When My Mother
Is Most Beautiful

By Rebecca Suzuki

Book Cover
Cover art by Ryan Fark

When My Mother is Most Beautiful is a powerful love letter to a mother and to language itself, delving into complex questions of family, communication, and connection. These poems examine how languages journey across cultures through the imperfect act of translation, how they bind people together and keep them apart, and even how they could be reimagined to make a better world.
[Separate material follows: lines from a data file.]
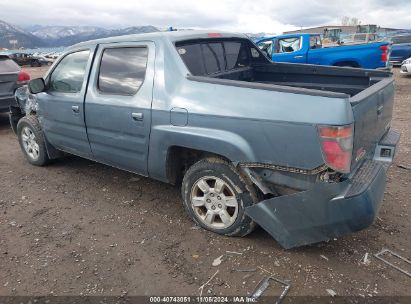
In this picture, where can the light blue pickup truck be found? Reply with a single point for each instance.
(301, 150)
(308, 48)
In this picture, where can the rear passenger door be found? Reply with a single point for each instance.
(118, 104)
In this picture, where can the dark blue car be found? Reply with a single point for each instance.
(401, 49)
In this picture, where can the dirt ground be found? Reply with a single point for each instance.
(77, 227)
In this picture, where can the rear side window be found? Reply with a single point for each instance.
(210, 57)
(8, 66)
(122, 70)
(68, 76)
(401, 39)
(289, 45)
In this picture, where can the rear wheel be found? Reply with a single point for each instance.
(31, 140)
(215, 196)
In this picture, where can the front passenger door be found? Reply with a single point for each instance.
(61, 106)
(118, 104)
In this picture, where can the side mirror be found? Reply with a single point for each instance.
(37, 85)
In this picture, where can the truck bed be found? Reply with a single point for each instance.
(329, 79)
(370, 93)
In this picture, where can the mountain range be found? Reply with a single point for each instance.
(55, 36)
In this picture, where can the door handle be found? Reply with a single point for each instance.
(75, 109)
(137, 116)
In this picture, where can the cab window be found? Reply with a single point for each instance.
(122, 70)
(68, 76)
(289, 45)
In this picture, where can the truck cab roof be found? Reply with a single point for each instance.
(172, 36)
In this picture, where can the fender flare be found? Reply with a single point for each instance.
(228, 144)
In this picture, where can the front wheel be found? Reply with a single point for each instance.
(31, 140)
(215, 196)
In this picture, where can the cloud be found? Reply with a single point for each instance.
(234, 15)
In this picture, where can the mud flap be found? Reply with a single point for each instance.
(303, 218)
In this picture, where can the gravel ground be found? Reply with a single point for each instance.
(77, 227)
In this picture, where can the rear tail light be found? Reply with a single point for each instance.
(337, 145)
(384, 55)
(23, 78)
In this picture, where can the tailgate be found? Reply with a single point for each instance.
(372, 110)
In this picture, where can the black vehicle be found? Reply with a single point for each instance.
(11, 77)
(26, 59)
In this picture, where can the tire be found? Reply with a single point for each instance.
(225, 186)
(31, 140)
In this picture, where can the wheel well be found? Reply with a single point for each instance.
(179, 159)
(347, 63)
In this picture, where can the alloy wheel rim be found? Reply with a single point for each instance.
(214, 202)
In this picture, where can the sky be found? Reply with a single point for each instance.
(251, 16)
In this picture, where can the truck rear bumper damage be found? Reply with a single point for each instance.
(329, 210)
(325, 211)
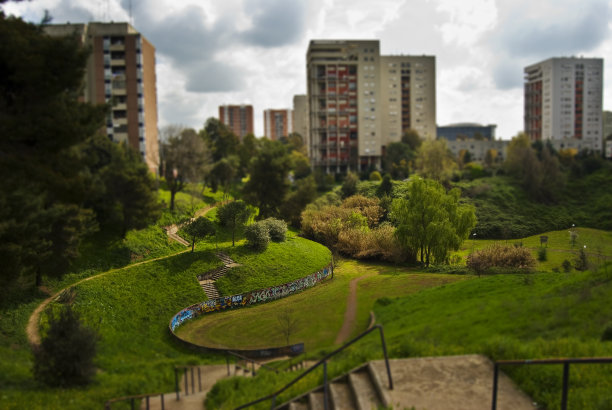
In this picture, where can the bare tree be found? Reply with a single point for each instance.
(288, 323)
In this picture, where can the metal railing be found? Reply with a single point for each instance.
(323, 362)
(132, 399)
(565, 362)
(187, 371)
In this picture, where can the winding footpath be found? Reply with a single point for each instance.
(32, 329)
(350, 315)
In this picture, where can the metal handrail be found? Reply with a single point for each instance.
(252, 361)
(107, 405)
(565, 362)
(323, 362)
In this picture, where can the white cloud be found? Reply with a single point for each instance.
(213, 52)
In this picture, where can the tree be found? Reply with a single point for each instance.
(65, 355)
(123, 193)
(223, 173)
(268, 181)
(185, 158)
(305, 192)
(42, 174)
(385, 188)
(349, 186)
(233, 215)
(430, 221)
(435, 161)
(198, 229)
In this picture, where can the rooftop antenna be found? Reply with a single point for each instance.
(130, 12)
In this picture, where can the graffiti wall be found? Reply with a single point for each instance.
(249, 298)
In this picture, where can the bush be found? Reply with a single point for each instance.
(607, 334)
(257, 236)
(500, 259)
(65, 356)
(277, 229)
(542, 256)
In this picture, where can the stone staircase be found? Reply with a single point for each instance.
(207, 280)
(432, 383)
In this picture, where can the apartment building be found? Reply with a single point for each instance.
(121, 72)
(239, 118)
(300, 118)
(359, 101)
(563, 101)
(278, 123)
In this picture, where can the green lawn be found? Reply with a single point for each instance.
(280, 263)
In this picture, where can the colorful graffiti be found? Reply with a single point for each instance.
(249, 298)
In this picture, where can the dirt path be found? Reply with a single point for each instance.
(32, 328)
(351, 311)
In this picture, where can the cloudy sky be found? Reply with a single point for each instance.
(213, 52)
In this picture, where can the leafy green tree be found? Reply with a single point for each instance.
(435, 161)
(186, 156)
(42, 124)
(268, 181)
(223, 173)
(198, 229)
(234, 215)
(430, 221)
(385, 188)
(305, 192)
(123, 193)
(66, 354)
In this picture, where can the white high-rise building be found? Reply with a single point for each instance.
(360, 101)
(563, 102)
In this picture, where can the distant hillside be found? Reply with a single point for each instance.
(504, 210)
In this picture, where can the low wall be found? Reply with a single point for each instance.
(249, 299)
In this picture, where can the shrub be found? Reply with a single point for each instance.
(567, 266)
(581, 262)
(257, 236)
(277, 229)
(501, 258)
(542, 256)
(375, 176)
(607, 334)
(65, 356)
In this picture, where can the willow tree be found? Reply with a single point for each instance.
(431, 222)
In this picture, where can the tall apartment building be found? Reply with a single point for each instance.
(121, 72)
(563, 101)
(300, 118)
(238, 117)
(278, 123)
(360, 101)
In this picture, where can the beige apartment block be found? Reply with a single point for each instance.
(239, 118)
(564, 99)
(300, 118)
(352, 93)
(121, 72)
(278, 123)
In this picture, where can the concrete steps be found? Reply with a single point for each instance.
(433, 383)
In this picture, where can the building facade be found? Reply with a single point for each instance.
(239, 118)
(121, 72)
(564, 99)
(467, 131)
(300, 118)
(359, 101)
(278, 123)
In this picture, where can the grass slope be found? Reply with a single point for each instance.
(280, 263)
(514, 317)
Rebecca Suzuki’s When My Mother Is Most Beautiful is a tender love letter, a cosmology of identity, and a bouquet of elegiac questions across time and space. Woven with matrilineal care, I loved how this collection fused poetry, prose, and radical translation under one glimmering moon.

Jane Wong

Author of Meet Me Tonight in Atlantic City

With a poet’s precision and a warrior’s heart, Suzuki weaves a searing story of inter-generational loss and longing through her pages, wielding translation, footnotes, and landscape to forge beauty out of destruction. The poems in this book play with unanswerable questions about home, identity, belonging, and love, and we watch Suzuki break her own heart over and over again while building a world out of language where mothers become gingko trees and there are rabbits inside the moon.

Kelly McMasters

Author of The Leaving Season: A Memoir in Essays

Rebecca Suzuki’s book, When Mother Is Most Beautiful is one long searing narrative ode to the speaker’s mother, a mother the speaker both connects to and one she disconnects from. The gentle declaratives are both arresting and coy, as images barrel across the page. Ultimately, this gorgeous book tries to answer, but cannot, the question related to family, country, race, history: “How long are we made to contemplate our belonging?”

Victoria Chang

Author of The Trees Witness Everything

In Rebecca Suzuki’s When My Mother Is Most Beautiful, the author charges her readers to remember that those lost still echo in the living—whether familial mythology, ancestors, or language. The spell of the bilingual writing in Japanese and English writing systems illustrates how one interrupts the other, asking for the deferral of meaning to summon from beyond the page, the spirit of the reader’s understanding. Neither world is complete for Suzuki’s speakers without each other. This book casts its magic through rigorous hybridity of form and genre, inventing itself as the reader plods deeper and deeper into Suzuki’s affective reservoir. This entire book is a marvel, a summoning, a moon song in the night just when I needed it.

Rajiv Mohabir

Author of Whale Aria

For her memoir When My Mother Is Most Beautiful, Rebecca Suzuki mixes prose, poetry, drama, translation, haibun (a form that combines prose and haiku) to create a gorgeous hybrid and multivocal collection where even a footnote can read like flash prose. A few lines in "An Interaction at a [Convenience Store]" reveals how readers will be offered numerous reading experiences: inside the English text, there is Japanese in Japanese, Japanese romanized, and available footnotes. For me, because I understand some Japanese, there are times when I grasp the meaning and immediately become a participant in the scene. More often, I can't read the Japanese and I feel bewildered. Other readers may feel unsure or curious. And afterall, such responses are salutary. It is good for a book to elicit strong feelings. Whatever one's reading experience, Suzuki's powerful debut collection is as intimate as one's breath.

Kimiko Hahn

Author of Foreign Bodies
Rebecca Suzuki
Photo taken by Camila Hernández Solano

Rebecca Suzuki

Rebecca Suzuki is author of When My Mother Is Beautiful, winner of the Loose Translation Prize and forthcoming in winter 2023 by Hanging Loose Press. She writes creative nonfiction in a mixture of forms and languages, and her work often focuses on the themes of identity, home, family, lineage, immigration, Asian Americanism, language, translation, and more. Her work has been published in various journals and magazines. When she is not writing creative nonfiction, she is translating poems or contemporary prose from Japanese to English and teaching writing and English to college students.